Metabolic Flux Dynamics in Upper Glycolysis with dynafluxr

2025-06-27

library(dynafluxr)
#> Loading required package: bspline
#> Loading required package: nlsic
#> Loading required package: nnls
#> Loading required package: dotty
#pkgload::load_all("~/projs/dynafluxr/dev/dynafluxr")

Introduction

This vignette shows how dynafluxr R package can be used to unravel metabolic flux dynamics from metabolite concentration time courses and a stoichiometric model. No regulation model (like Michaelis-Menten) is required for this task. Our method is heavily relying on B-splines as implemented in bspline package. We show how to prepare measurement data, edit stoichiometric reactions, use various package options and interpret/exploit the results. Even if graphical user interface (GUI) cans be called and used with function gui(), this vignette is focused on command line interface (CLI) which is more suitable for reproducible research and automation. The CLI can be used from R or from a shell environment.

The data used for this vignette were obtained by NMR measurements on MetaToul-FluxoMet platform, Toulouse Biotechnology Institute (TBI), Toulouse, France. Credits for making these data available go to Svetlana Dubiley, Pauline Rouane, Cyril Charlier, Guy Lippens and Pierre Millard. Pierre Millard has also shared stoichiometric model and supervised the whole project. All cited persons are (or were at the moment of the project) from TBI. The case presented in this vignette is also presented in an article entitled “Estimating flux dynamics from metabolite concentration time courses with dynafluxr” by Serguei Sokol, Svetlana Dubiley, Pauline Rouane, Cyril Charlier, Guy Lippens, and Pierre Millard.

Data preparations

Data must be stored in a .tsv (Tabulation Separated Values) file (.tsv extension is not mandatory, it can be .txt, .csv, whatever, but the field separator must be the tabulation character), one column per chemical specie. The first row describes column names. Time points, at which measurements are done, must be stored in a column whose name starts with ‘Time’. No specie name can start with ‘Time’. Decimal separator must be a point . character.

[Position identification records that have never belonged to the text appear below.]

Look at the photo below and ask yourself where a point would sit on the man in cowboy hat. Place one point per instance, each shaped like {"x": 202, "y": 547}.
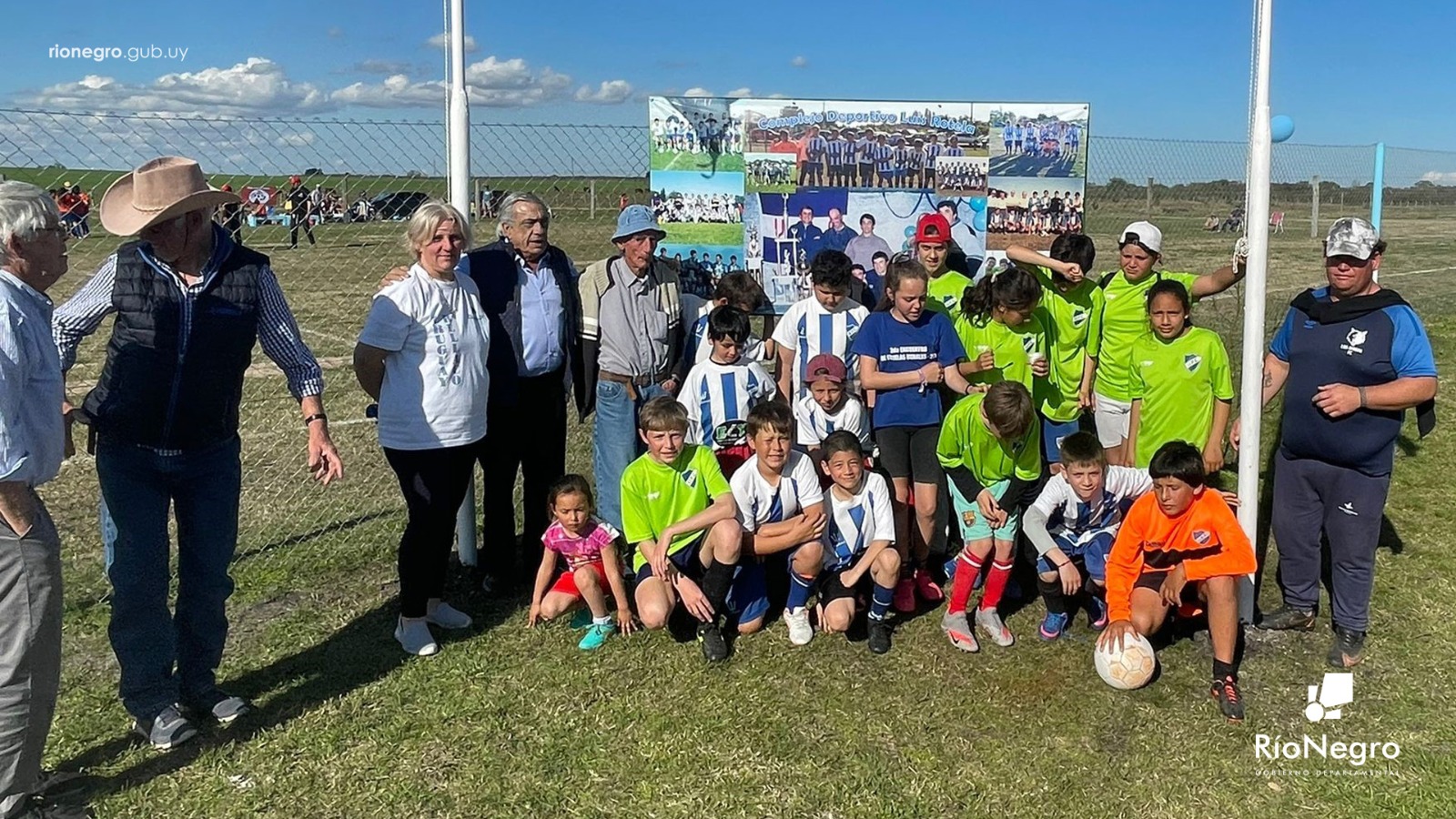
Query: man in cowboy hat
{"x": 632, "y": 346}
{"x": 189, "y": 305}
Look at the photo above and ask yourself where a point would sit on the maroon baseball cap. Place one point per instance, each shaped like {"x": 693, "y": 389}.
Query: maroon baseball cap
{"x": 932, "y": 229}
{"x": 826, "y": 366}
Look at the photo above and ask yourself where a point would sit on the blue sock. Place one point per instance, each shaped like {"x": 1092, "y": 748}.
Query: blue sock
{"x": 880, "y": 602}
{"x": 798, "y": 591}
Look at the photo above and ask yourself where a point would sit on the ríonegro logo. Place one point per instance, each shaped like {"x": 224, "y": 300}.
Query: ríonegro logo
{"x": 1324, "y": 703}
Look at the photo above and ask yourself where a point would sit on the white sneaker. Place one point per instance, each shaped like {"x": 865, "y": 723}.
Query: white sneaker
{"x": 444, "y": 615}
{"x": 415, "y": 637}
{"x": 800, "y": 629}
{"x": 994, "y": 627}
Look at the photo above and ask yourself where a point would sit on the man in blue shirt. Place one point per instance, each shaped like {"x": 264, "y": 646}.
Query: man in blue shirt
{"x": 33, "y": 440}
{"x": 1353, "y": 358}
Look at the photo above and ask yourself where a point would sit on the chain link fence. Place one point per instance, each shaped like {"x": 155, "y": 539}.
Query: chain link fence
{"x": 371, "y": 174}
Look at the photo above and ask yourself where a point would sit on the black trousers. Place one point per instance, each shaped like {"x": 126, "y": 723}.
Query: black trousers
{"x": 529, "y": 436}
{"x": 433, "y": 482}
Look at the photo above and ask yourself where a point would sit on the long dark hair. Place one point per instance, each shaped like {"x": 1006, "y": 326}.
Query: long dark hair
{"x": 1012, "y": 288}
{"x": 900, "y": 268}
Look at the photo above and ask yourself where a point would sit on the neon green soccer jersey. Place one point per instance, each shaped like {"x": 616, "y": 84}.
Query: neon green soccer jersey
{"x": 944, "y": 293}
{"x": 1067, "y": 319}
{"x": 966, "y": 440}
{"x": 1121, "y": 321}
{"x": 1011, "y": 346}
{"x": 1178, "y": 380}
{"x": 654, "y": 496}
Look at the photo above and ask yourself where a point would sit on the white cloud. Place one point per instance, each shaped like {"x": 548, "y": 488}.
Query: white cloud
{"x": 254, "y": 86}
{"x": 609, "y": 92}
{"x": 441, "y": 41}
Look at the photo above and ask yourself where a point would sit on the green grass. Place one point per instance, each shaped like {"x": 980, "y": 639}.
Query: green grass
{"x": 513, "y": 722}
{"x": 688, "y": 160}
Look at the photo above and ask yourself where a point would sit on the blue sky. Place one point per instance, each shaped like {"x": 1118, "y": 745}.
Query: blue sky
{"x": 1346, "y": 72}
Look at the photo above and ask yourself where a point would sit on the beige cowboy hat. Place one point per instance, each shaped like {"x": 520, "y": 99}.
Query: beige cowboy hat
{"x": 157, "y": 191}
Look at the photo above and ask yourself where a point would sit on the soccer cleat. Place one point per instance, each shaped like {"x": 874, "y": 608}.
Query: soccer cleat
{"x": 958, "y": 630}
{"x": 1347, "y": 649}
{"x": 1230, "y": 703}
{"x": 905, "y": 596}
{"x": 711, "y": 636}
{"x": 994, "y": 627}
{"x": 878, "y": 636}
{"x": 1053, "y": 625}
{"x": 414, "y": 636}
{"x": 444, "y": 615}
{"x": 167, "y": 731}
{"x": 1289, "y": 618}
{"x": 926, "y": 586}
{"x": 218, "y": 705}
{"x": 800, "y": 629}
{"x": 596, "y": 636}
{"x": 1097, "y": 614}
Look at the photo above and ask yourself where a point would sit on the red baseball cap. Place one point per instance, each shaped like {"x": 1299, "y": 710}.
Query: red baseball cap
{"x": 827, "y": 368}
{"x": 932, "y": 229}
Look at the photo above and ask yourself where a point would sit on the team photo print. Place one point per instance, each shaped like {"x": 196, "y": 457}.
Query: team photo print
{"x": 1037, "y": 138}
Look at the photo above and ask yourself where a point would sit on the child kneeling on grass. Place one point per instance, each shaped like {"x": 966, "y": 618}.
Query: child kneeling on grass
{"x": 679, "y": 511}
{"x": 990, "y": 450}
{"x": 781, "y": 508}
{"x": 1181, "y": 545}
{"x": 1072, "y": 525}
{"x": 589, "y": 547}
{"x": 859, "y": 554}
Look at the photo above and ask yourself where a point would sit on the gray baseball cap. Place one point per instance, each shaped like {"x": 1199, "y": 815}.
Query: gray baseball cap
{"x": 1351, "y": 237}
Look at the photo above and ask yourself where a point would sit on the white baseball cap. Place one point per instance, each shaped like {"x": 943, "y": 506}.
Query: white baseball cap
{"x": 1145, "y": 234}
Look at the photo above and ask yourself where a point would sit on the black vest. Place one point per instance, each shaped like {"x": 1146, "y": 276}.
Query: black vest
{"x": 160, "y": 388}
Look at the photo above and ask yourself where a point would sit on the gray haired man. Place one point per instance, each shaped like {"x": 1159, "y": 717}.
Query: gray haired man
{"x": 33, "y": 443}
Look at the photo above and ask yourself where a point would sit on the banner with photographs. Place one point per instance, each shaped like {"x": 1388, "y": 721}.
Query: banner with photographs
{"x": 775, "y": 181}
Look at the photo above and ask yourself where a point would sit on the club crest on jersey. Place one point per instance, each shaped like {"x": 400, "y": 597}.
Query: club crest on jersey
{"x": 1354, "y": 341}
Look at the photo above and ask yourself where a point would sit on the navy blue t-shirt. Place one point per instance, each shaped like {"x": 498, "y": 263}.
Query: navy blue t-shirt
{"x": 1370, "y": 350}
{"x": 900, "y": 347}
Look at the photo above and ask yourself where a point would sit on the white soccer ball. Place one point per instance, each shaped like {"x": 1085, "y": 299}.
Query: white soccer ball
{"x": 1130, "y": 668}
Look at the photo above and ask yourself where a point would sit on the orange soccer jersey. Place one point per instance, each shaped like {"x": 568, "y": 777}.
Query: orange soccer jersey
{"x": 1206, "y": 540}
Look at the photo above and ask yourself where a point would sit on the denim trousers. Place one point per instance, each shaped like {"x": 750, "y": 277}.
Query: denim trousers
{"x": 167, "y": 658}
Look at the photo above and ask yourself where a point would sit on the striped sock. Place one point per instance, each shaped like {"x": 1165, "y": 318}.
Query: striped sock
{"x": 880, "y": 601}
{"x": 966, "y": 571}
{"x": 798, "y": 591}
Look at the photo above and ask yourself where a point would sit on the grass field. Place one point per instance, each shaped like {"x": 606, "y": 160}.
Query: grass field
{"x": 511, "y": 722}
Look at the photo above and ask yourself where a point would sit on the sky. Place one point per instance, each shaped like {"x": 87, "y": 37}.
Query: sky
{"x": 1159, "y": 69}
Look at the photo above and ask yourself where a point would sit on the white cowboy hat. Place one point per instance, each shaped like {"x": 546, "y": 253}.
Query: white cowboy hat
{"x": 157, "y": 191}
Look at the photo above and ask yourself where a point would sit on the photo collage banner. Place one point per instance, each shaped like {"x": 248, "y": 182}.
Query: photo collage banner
{"x": 764, "y": 184}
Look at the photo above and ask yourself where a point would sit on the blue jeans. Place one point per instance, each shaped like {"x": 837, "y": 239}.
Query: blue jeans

A head of data file used as an example is looking like

fmeas=system.file("dataglyco/data.tsv", package="dynafluxr")
cat(head(readLines(fmeas)), sep="\n")
#> Time	GLC	G6P	F6P	FBP
#> 10	5.539973094	0.511379021	0.019053081	0.227663976
#> 10.66666667	5.463888781	0.552186749	0.015203465	0.256477013
#> 11.33333333	5.45243488	0.620074144	0.020073931	0.221628305
#> 12	5.386348531	0.665020538	0.026775166	0.261749199
#> 12.66666667	5.409419851	0.711166169	0.020894807	0.202719737

The raw data may be difficult to read because of tab misalignment and row wrapping. Here are parsed data:

mf=read.delim(fmeas, comment.char="#")
print(head(mf))
#>       Time      GLC       G6P        F6P       FBP
#> 1 10.00000 5.539973 0.5113790 0.01905308 0.2276640
#> 2 10.66667 5.463889 0.5521867 0.01520346 0.2564770
#> 3 11.33333 5.452435 0.6200741 0.02007393 0.2216283
#> 4 12.00000 5.386349 0.6650205 0.02677517 0.2617492
#> 5 12.66667 5.409420 0.7111662 0.02089481 0.2027197
#> 6 13.33333 5.393365 0.7319101 0.02205172 0.1638058

Stoichiometric model preparation

The reactions are written as in following example:

fsto=system.file("dataglyco/network.txt", package="dynafluxr")
cat(readLines(fsto), sep="\n")
#> HXK	GLC + ATP -> G6P + ADP
#> PGI	G6P -> F6P
#> PFK	F6P + ATP -> FBP + ADP

The first field separated by tabulation is a reaction name then reaction itself where species are separated by “ + ” sign and possibly preceded by a stoichiometric coefficient with “ * ” symbol, e.g. 2*NAD. The symbol “*” is manadtory as a metabolite name can start with a number, e.g. 3PG is a molecule of 3-phosphoglycerate and not 3 * PG. The reaction can also be a degradation or washing out one, e.g. A -> which means that A is degraded to nothing or transported outside of the considered system. The reaction can also be a synthesis one, e.g. -> A which means that A is synthesized from nothing or brought from external environment.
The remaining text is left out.